SAFETY AND SECURITY

 

WHY SAFETY AND SECURITY ARE ONE of EUFASA’s CONCERNS

Family life in the diplomatic service often means living for years in a different environment than the home country and in places with a lower level of safety and security which have become a growing concern in the 21st century.

WHAT EUFASA HAS DONE ABOUT THIS CONCERN

EUFASA working groups generated two important reports:

  • “Families in Difficult Situations”. A study that was presented at the EUFASA Conference in Vienna 2006.
  • Another report about this concern was presented at the COPRO-COADM meeting in Brussels, December 2006.
  • Report “Children’s problems”, Conference Madrid 2007.

Difficult situations for families were analysed and the following proposals were brought to the attention of the Ministries of Foreign Affairs (MFAs) in case of:

  • War, terrorism, a coup, or natural disaster.
    Evacuation.
    Paid accommodation in a neighbouring country or at home.
    Interim schooling for the children in the same system.
    Psychological help and/or treatment.
  • Extremely high criminality.
    Self-defence courses for spouses and children.
    Secure housing.
    Paid guards

BEST PRACTICE

As reported in the survey for Families in Difficult Situations, EUFASA Conference, Vienna 2006.
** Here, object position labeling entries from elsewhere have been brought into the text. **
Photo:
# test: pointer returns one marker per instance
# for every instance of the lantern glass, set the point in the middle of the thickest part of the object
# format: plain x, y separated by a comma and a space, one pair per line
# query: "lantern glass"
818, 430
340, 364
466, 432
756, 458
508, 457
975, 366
  • Preparation for spouses before going on postings:
    50% of MFAs arrange courses on security on postings abroad (Belgium, Czech Republic, Finland, France, Germany, Greece, Ireland, Netherlands, Switzerland, United Kingdom and the European Commission). The Netherlands arrange first aid courses.
  • Very high criminality:
    Most MFAs provide secure housing for the civil servant by paying for the installation of alarms and security systems in rented accommodations and by providing paid guards for houses of employees in case of very high criminality.
    Only three MFAs (Germany, Greece and United Kingdom) pay for self-defence courses for spouses.
  • War, terrorism, coup or natural disaster:
    Gas masks and iodine tablets are the most commonly provided items for family members; only Sweden provides a blood bank.
  • In cases of especially high pollution:
    55 % of MFAs (Austria, Finland, Germany, Hungary, Iceland, Ireland, Netherlands, Sweden, United Kingdom, Belgium and the EU Commission) provide extra recreational (Rest and Recuperation) trips to another country or to the home country. Switzerland gives an extra holiday and a salary bonus.
  • Evacuations of the whole/some family members:
    80% of MFAs pay for temporary housing in a neighbouring country (Austria, Cyprus, Finland, Germany, Greece, Iceland, Ireland, Netherlands, Poland, Portugal, Spain, Sweden, Switzerland, United Kingdom, Belgium and the EU Commission). Half of the respondents answered that the MFA pays for housing in the MFA Officer’s home country, and half answered that it does not.
  • Does the MFA pay for the interim schooling of the children in the same system?
    In most cases there is a time limit for paid interim schooling. In Germany, Greece, Poland and Sweden there is no limit. In Ireland it is decided on a case-by-case basis.
  • Loss of property through natural disaster, war, acts of terrorism, etc.
    An overwhelming majority of MFAs (80%) do not have an agreement with an insurance company or pay for the losses not usually covered by regular insurances. Only in Hungary and the UK do such arrangements exist.
  • General Accident Insurance for officers and their dependants while on postings abroad
    Best practice: Austria

RECOMMENDATIONS TO THE MFAs:

  1. Preparation or briefing of spouses on security matters before going on posting.
  2. Spouses and children should have adequate insurance cover for rehabilitation and consequences of accidents on postings. The special accident insurance that the Austrian Ministry of Foreign Affairs has negotiated with an insurance company could be a model for other MFAs.